Here are some attention theories explained in Chapter 5 for Psychology Grade 11:
- It was given by Broadbent (1956). According to this theory, many stimuli enter our receptors, creating a kind of "bottleneck" situation.
- As they progress through the short-term memory system, they enter the selective filter that only allows one stimulus to pass to higher levels of attention.
Filter Damping Theory
- It was developed by Triesman (1962) and considered a modification of Broadbent's theory.
- According to this theory, stimuli that do not enter the selective filter at a certain time are not completely blocked, but only weakened (weakened) in strength.
- It was developed by Johnston and Heinz in 1978. According to the multimodal theory, attention is a flexible system that allows three levels of selection of a stimulus over others
- In stage one, sensory representations are built, in stage two semantic representations are built, and in stage three both enter our consciousness.
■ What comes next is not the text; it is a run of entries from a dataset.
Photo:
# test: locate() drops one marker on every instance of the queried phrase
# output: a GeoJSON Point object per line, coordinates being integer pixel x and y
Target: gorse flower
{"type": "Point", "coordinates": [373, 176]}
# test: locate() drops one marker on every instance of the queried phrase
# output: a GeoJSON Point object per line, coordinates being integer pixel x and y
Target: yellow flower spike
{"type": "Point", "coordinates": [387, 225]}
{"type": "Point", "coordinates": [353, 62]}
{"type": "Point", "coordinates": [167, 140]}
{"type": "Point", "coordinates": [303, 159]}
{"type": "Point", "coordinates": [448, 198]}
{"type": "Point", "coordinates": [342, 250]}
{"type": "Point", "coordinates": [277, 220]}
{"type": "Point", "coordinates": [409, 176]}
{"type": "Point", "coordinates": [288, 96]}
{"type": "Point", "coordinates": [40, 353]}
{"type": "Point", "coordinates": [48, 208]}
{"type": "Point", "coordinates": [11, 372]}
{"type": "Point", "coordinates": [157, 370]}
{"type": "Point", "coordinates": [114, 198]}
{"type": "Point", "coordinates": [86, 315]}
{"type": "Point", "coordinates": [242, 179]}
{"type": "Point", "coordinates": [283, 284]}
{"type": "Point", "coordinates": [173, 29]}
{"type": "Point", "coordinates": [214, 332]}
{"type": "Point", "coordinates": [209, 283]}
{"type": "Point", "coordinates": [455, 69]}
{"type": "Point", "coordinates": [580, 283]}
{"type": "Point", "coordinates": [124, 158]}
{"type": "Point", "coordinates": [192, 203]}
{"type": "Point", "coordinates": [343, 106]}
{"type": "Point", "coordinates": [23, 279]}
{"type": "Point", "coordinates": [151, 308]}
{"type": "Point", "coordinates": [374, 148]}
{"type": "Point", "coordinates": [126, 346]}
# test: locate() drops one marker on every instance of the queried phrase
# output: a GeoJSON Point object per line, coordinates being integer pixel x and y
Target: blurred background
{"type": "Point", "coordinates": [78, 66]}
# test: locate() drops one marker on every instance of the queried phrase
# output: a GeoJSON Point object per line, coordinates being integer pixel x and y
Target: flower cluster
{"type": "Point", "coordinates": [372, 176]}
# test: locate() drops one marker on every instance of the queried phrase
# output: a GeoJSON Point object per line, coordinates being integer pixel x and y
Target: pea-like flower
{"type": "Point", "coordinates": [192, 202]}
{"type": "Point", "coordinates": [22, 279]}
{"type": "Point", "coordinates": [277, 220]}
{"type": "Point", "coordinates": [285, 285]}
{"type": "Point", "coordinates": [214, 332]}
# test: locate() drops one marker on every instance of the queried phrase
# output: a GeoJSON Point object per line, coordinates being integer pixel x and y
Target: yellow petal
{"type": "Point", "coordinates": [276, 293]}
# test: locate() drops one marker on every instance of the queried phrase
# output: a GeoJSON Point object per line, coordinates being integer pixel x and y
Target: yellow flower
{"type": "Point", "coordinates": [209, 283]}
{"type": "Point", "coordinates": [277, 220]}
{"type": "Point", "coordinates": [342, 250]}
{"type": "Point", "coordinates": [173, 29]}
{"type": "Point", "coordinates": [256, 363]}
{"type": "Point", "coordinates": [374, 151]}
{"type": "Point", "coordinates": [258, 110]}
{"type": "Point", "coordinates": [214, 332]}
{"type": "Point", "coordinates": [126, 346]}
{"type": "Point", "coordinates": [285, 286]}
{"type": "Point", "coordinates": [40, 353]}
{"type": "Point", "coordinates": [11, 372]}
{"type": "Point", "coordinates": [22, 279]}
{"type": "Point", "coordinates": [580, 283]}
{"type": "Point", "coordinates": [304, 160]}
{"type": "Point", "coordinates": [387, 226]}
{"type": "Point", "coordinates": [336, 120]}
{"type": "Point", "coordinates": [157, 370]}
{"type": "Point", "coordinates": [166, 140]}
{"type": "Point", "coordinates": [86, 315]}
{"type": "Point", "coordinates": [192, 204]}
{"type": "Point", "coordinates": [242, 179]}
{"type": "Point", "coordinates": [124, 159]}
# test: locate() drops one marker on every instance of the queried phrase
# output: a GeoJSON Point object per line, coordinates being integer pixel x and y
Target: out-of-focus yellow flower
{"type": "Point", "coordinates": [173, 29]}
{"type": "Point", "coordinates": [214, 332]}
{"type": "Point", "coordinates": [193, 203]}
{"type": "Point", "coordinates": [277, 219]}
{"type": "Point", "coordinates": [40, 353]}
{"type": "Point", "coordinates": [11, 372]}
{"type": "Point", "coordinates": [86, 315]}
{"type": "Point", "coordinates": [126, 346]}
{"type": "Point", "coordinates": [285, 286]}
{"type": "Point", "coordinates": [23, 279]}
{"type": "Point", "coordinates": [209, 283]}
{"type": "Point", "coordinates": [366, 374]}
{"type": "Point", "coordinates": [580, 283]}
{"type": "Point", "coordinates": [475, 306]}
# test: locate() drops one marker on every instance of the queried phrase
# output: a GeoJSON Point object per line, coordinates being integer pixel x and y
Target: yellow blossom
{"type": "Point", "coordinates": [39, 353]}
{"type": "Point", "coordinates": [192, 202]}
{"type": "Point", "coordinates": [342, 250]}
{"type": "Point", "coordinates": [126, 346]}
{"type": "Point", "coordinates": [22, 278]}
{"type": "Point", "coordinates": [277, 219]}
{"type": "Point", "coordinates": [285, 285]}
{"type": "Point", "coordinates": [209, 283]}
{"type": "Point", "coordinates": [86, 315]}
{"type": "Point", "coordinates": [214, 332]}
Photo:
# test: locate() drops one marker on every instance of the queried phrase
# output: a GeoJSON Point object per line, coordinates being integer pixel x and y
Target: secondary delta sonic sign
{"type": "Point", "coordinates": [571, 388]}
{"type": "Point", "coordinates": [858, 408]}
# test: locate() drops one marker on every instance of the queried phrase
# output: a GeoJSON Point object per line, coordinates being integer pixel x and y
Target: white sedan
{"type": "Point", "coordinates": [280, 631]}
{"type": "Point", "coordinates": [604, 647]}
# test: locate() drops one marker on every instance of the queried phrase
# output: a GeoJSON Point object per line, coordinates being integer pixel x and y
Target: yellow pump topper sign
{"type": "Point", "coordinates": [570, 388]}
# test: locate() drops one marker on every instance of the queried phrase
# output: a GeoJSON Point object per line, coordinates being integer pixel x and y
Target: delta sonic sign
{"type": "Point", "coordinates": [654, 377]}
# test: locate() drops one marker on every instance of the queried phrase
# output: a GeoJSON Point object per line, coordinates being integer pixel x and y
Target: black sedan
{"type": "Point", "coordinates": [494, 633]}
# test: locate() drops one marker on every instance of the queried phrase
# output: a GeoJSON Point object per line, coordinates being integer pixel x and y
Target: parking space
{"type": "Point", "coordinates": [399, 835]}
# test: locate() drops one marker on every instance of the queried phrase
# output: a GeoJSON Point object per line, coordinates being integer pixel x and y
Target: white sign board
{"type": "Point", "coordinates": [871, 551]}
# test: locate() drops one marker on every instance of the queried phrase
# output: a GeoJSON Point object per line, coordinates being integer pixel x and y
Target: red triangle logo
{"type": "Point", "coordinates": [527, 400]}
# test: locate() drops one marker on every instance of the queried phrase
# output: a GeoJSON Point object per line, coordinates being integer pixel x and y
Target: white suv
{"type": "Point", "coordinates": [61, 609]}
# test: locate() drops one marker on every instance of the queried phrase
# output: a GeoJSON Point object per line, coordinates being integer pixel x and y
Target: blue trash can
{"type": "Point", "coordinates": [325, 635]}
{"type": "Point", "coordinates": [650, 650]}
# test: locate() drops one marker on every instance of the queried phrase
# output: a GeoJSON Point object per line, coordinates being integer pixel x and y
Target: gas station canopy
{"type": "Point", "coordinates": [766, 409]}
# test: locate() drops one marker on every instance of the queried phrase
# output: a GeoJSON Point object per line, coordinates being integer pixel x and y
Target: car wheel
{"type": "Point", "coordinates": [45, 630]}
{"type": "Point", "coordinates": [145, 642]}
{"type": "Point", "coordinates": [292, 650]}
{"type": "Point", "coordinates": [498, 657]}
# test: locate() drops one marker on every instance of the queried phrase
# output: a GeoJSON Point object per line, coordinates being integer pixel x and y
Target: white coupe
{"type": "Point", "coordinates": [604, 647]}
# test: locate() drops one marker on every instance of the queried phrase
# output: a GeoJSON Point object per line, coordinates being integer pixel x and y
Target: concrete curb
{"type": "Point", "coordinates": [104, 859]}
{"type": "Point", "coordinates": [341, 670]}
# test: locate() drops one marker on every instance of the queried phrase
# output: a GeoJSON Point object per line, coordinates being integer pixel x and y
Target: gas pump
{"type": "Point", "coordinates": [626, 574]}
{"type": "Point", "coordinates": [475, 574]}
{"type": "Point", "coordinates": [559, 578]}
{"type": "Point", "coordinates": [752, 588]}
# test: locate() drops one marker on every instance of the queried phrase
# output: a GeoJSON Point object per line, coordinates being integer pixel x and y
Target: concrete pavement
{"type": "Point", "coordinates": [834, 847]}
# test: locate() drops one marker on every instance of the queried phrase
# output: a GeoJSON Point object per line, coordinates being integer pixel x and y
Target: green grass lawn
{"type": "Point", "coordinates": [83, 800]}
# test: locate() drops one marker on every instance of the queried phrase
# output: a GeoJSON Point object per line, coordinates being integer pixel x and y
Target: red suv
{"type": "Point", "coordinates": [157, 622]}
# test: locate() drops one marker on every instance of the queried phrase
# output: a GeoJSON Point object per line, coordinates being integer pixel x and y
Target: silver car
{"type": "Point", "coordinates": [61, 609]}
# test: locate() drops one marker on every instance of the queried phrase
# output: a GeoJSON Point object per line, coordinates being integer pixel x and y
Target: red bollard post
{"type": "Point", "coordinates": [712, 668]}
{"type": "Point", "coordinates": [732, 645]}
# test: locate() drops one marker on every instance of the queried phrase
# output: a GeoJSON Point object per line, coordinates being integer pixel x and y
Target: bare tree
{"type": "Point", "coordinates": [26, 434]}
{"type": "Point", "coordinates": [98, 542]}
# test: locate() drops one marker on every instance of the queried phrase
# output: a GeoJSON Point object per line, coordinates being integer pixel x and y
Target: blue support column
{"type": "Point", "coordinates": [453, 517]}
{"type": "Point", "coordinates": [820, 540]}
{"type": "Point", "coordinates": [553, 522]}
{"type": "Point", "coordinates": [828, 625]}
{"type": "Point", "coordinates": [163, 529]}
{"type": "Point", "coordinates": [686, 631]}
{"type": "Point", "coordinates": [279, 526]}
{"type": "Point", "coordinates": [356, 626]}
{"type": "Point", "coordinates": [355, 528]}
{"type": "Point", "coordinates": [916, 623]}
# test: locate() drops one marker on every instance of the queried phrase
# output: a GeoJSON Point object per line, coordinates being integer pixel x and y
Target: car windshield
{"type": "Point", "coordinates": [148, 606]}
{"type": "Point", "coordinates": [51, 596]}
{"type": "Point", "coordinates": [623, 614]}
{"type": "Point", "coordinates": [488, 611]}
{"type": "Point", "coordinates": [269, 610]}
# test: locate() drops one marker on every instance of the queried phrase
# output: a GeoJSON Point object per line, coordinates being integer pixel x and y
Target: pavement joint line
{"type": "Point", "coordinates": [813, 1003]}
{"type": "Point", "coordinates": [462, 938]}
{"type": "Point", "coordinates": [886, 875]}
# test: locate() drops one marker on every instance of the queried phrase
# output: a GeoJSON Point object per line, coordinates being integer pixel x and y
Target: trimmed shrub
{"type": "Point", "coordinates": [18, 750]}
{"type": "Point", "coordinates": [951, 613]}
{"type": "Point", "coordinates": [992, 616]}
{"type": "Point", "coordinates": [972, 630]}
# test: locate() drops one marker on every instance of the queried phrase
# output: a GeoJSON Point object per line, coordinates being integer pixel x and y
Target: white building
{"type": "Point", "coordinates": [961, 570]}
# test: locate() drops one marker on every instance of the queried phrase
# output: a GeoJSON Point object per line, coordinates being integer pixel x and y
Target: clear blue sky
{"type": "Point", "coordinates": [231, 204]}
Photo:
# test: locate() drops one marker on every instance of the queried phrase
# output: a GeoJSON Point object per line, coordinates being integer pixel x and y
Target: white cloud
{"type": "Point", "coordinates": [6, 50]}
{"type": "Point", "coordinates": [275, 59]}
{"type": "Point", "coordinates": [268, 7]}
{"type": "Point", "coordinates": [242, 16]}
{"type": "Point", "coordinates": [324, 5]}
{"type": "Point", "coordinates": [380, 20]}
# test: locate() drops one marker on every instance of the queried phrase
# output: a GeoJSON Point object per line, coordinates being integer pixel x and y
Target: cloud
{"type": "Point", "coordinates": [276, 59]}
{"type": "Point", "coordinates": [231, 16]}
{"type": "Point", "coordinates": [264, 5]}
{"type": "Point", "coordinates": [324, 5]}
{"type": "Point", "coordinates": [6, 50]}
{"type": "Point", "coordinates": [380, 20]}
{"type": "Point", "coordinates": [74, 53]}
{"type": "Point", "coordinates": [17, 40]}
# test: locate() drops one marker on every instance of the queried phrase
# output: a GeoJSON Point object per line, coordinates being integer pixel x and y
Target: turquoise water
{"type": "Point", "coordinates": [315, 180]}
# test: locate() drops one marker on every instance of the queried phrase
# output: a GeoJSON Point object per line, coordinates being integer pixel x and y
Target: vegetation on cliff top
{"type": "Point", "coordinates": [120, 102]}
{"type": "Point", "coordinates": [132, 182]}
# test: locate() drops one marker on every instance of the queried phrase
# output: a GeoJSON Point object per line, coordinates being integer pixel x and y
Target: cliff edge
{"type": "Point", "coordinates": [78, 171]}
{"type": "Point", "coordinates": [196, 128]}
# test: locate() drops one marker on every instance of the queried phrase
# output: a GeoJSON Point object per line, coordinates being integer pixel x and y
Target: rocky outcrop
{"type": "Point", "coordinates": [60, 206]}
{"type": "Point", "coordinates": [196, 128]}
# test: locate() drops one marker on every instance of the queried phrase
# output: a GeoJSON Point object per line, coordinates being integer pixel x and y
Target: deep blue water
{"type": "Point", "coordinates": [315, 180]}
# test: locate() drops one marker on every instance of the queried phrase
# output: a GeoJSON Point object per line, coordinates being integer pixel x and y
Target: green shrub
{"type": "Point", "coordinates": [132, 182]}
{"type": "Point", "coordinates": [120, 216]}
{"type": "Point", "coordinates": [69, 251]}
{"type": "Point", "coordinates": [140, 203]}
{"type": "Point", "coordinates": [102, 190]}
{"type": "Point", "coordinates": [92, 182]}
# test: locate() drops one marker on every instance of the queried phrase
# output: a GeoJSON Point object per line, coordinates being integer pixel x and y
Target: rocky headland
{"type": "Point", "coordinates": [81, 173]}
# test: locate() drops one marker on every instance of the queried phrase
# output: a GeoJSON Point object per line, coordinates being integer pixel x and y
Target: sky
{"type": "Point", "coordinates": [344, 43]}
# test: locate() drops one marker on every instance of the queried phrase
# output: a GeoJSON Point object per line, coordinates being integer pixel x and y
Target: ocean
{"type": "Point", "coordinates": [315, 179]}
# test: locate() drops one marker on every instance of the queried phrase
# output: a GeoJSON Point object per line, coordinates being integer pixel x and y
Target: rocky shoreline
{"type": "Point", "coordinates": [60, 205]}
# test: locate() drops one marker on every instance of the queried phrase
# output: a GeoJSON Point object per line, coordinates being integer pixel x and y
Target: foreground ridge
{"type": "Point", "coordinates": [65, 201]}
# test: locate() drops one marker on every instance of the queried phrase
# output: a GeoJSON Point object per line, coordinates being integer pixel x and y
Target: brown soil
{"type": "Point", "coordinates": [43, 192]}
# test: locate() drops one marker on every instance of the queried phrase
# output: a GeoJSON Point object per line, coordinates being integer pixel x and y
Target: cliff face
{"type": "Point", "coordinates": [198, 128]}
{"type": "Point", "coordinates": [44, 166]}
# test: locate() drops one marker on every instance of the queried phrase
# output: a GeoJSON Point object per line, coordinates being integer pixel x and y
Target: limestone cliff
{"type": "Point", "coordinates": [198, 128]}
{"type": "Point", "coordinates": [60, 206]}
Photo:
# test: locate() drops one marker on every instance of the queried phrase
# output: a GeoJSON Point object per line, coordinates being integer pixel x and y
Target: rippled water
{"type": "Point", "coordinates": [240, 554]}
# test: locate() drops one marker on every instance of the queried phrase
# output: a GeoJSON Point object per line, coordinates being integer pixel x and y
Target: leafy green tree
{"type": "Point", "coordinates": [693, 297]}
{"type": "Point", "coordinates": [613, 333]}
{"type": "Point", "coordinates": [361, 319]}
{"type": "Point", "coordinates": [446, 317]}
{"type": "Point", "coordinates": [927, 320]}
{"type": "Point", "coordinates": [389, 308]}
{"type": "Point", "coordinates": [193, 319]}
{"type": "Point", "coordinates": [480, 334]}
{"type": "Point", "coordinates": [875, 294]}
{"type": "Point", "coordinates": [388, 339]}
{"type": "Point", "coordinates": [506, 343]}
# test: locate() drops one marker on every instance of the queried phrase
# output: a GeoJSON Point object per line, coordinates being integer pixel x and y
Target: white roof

Two types of attention and factors that influence them
In this section we explain the two types of attention: persistent and selective and the factors that influence them, as explained in Chapter 5 for Psychology Grade 11:
While stimulus selection focuses on stimulus selection, sustained attention, on the other hand, puts the emphasis. It is defined as the ability to maintain attention on an object or event for a longer period of time.
Factors Affecting Sustained Attention
- sensory modality: It is found that performance is better when the stimuli are auditory than when they are visual
- Clarity of the stimuli: Intense and long-lasting stimuli promote sustained attention and therefore lead to better performance.
- temporary uncertainty: Stimuli can be perceived better if they appear at regular intervals, since it is easier to follow them in such cases.
- spatial uncertainty: Stimuli that appear in a fixed location are easily perceived, while those in random locations are difficult to observe.
It mainly involves the selection of a limited number of stimuli or objects from a larger number of stimuli. Our perceptual system has a limited capacity to absorb and process information.
Factors Affecting Selective Attention
- External factors: Deals with the characteristics of stimuli. Other things remaining constant, the size, intensity, and movement of stimuli appear to be important determinants of attention. New stimuli easily attract our attention.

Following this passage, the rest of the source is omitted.